Varios estados de la India han tomado como medidas de precaución prohibir la venta de Coca Cola Y Pepsi en centros escolares y han exigido que en las etiquetas de los envases figuren advertencias sobre que su consumo puede dañar la salud por contener elementos contaminantes.

El llamado "escándalo de la Pesti-Cola" continúa en la India, donde el Tribunal Supremo ordenó a las empresas Coca Cola y Pepsico que informen sobre los ingredientes y composición química de sus productos, después de que una ONG denunciase la presencia de pesticidas en ellos.
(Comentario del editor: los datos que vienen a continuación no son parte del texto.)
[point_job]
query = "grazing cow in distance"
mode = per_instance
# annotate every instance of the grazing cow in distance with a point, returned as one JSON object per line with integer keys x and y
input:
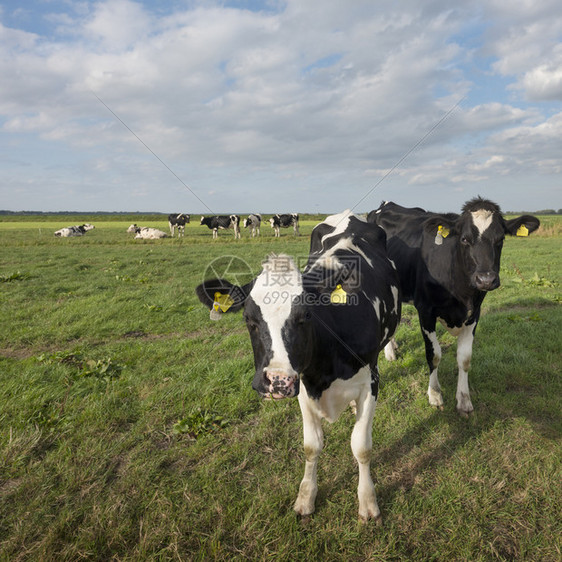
{"x": 284, "y": 221}
{"x": 253, "y": 222}
{"x": 147, "y": 233}
{"x": 447, "y": 263}
{"x": 222, "y": 222}
{"x": 178, "y": 220}
{"x": 78, "y": 230}
{"x": 318, "y": 335}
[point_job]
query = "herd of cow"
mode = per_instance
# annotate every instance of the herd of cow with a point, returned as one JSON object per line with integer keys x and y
{"x": 317, "y": 334}
{"x": 214, "y": 223}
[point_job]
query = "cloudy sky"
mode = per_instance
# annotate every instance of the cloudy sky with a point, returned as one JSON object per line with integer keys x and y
{"x": 279, "y": 105}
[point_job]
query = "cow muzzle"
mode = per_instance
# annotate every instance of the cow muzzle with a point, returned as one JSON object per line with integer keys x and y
{"x": 486, "y": 281}
{"x": 276, "y": 384}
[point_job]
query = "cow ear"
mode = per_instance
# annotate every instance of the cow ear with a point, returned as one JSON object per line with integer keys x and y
{"x": 439, "y": 228}
{"x": 522, "y": 226}
{"x": 220, "y": 296}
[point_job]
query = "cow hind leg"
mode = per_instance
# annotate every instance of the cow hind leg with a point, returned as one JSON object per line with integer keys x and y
{"x": 313, "y": 443}
{"x": 361, "y": 445}
{"x": 433, "y": 356}
{"x": 464, "y": 356}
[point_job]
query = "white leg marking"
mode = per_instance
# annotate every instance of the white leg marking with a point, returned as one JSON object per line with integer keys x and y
{"x": 390, "y": 350}
{"x": 464, "y": 355}
{"x": 313, "y": 443}
{"x": 361, "y": 445}
{"x": 434, "y": 389}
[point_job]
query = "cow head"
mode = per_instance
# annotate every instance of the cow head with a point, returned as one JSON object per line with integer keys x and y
{"x": 477, "y": 239}
{"x": 277, "y": 319}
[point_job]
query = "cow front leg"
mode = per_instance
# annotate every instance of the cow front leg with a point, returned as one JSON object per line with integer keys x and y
{"x": 361, "y": 445}
{"x": 313, "y": 443}
{"x": 390, "y": 350}
{"x": 464, "y": 356}
{"x": 433, "y": 357}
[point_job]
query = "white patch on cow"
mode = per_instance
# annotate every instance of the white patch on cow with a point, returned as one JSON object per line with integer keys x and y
{"x": 377, "y": 307}
{"x": 390, "y": 350}
{"x": 336, "y": 398}
{"x": 482, "y": 219}
{"x": 329, "y": 261}
{"x": 273, "y": 292}
{"x": 434, "y": 389}
{"x": 464, "y": 356}
{"x": 394, "y": 291}
{"x": 340, "y": 222}
{"x": 331, "y": 404}
{"x": 453, "y": 330}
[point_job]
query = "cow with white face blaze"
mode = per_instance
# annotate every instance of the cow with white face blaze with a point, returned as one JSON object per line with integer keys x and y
{"x": 147, "y": 232}
{"x": 318, "y": 334}
{"x": 253, "y": 222}
{"x": 284, "y": 221}
{"x": 222, "y": 222}
{"x": 178, "y": 220}
{"x": 447, "y": 263}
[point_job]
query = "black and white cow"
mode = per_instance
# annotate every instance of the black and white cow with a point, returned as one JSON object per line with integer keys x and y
{"x": 253, "y": 222}
{"x": 447, "y": 263}
{"x": 318, "y": 334}
{"x": 222, "y": 222}
{"x": 284, "y": 221}
{"x": 77, "y": 230}
{"x": 146, "y": 232}
{"x": 178, "y": 220}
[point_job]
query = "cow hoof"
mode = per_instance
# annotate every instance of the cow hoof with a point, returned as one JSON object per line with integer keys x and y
{"x": 435, "y": 398}
{"x": 376, "y": 519}
{"x": 464, "y": 405}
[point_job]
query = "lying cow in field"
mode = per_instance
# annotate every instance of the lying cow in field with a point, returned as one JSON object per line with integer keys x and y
{"x": 447, "y": 263}
{"x": 222, "y": 222}
{"x": 284, "y": 221}
{"x": 78, "y": 230}
{"x": 253, "y": 222}
{"x": 318, "y": 335}
{"x": 178, "y": 220}
{"x": 147, "y": 233}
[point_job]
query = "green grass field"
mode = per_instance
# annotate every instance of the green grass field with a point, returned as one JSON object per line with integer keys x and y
{"x": 129, "y": 429}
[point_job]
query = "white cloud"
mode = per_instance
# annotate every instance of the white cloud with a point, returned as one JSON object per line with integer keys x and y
{"x": 287, "y": 103}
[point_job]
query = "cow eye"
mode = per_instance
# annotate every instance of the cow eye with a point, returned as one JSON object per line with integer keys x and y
{"x": 305, "y": 317}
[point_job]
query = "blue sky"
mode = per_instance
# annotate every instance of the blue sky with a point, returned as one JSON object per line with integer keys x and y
{"x": 279, "y": 106}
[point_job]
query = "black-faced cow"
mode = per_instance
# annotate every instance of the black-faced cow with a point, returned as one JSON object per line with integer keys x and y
{"x": 222, "y": 222}
{"x": 253, "y": 222}
{"x": 318, "y": 334}
{"x": 178, "y": 220}
{"x": 78, "y": 230}
{"x": 284, "y": 221}
{"x": 447, "y": 263}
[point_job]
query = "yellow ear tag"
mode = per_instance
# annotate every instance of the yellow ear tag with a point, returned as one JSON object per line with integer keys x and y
{"x": 338, "y": 296}
{"x": 222, "y": 302}
{"x": 442, "y": 232}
El informe difundido esta semana por el Centro para las Ciencias y el Medio Ambiente (CSE), que afirma que su laboratorio ha encontrado niveles de residuos de pesticidas más altos de los permitidos en once refrescos de estas marcas, ha provocado reacciones no sólo en el terreno judicial, sino también en el Legislativo y el Ejecutivo.

 

El estudio denuncia el empleo de entre tres y cinco pesticidas con unos niveles de media 24 veces superiores a los permitidos

 

El Ministerio de Sanidad ha pedido a las autoridades regionales que recojan muestras de diferentes refrescos para someterlos a análisis, según explicó su titular, Ambumani Ramadoss, que aseguró que "estamos revisando el estudio del CSE".
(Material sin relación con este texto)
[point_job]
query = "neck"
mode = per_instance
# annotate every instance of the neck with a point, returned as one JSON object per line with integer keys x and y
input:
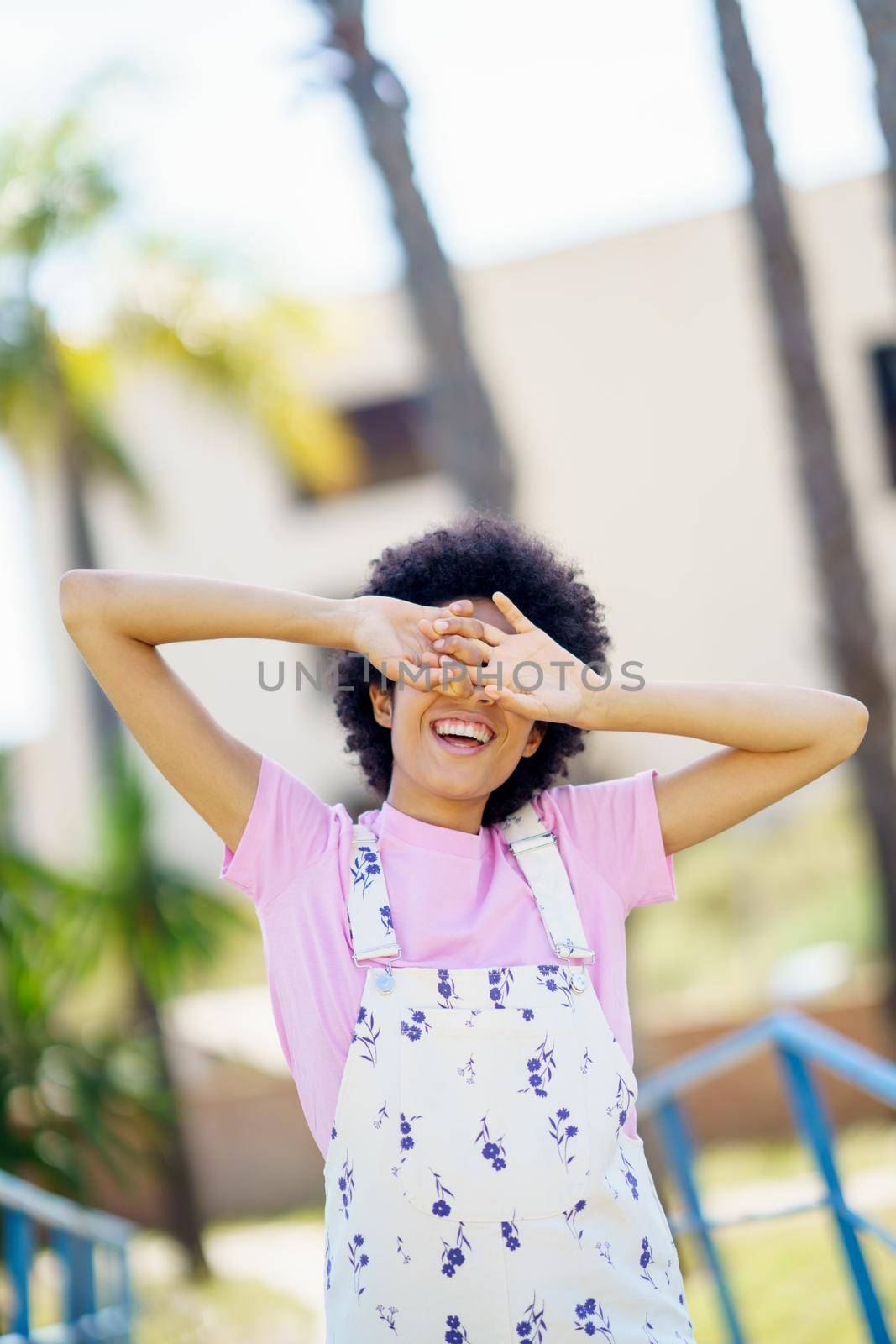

El ministro se ha comprometido a acudir al Parlamento para informar sobre este asunto después de que se vivieran esta semana serias protestas en la Cámara y grupos de la oposición y de la alianza gubernamental pidieran que se prohíba la venta de estas bebidas.

Resultados del informe

Esta ONG (CSE) analizó 57 muestras de once marcas de refrescos de Coca Cola y Pepsico que incluían, además de sus productos estrella, las bebidas Pepsi Caffechino, Mirinda de naranja y de limón, 7 Up, Fanta, Mountain Dew, Tums Up, Limka y Duke Lemonade.

"El estudio encontró restos de pesticidas en todas las muestras", en las que había un "cocktail de entre tres y cinco pesticidas" con unos niveles de media 24 veces superiores a los permitidos por la Junta India de Estándares (BIS), explica el informe.

Según este estudio, una botella de Coca Cola comprada en la ciudad de Calcuta excedía el nivel permitido del pesticida Lindane en 140 veces, mientras que en otra botella distribuida en Bombay los niveles de Neurotoxina Clorpirifos eran 200 veces superiores al límite establecido.

También se encontraron rastros de otros productos, como el Heptaclor, prohibido en la India, del que aparecieron residuos en el 71% de las muestras.

Las dos empresas han negado públicamente estos datos a través de la Asociación India de Productores de Refrescos (ISDMA), que ha difundido un comunicado que afirma que "los refrescos producidos en la India cumplen con las severas normas internacionales y todas las regulaciones nacionales".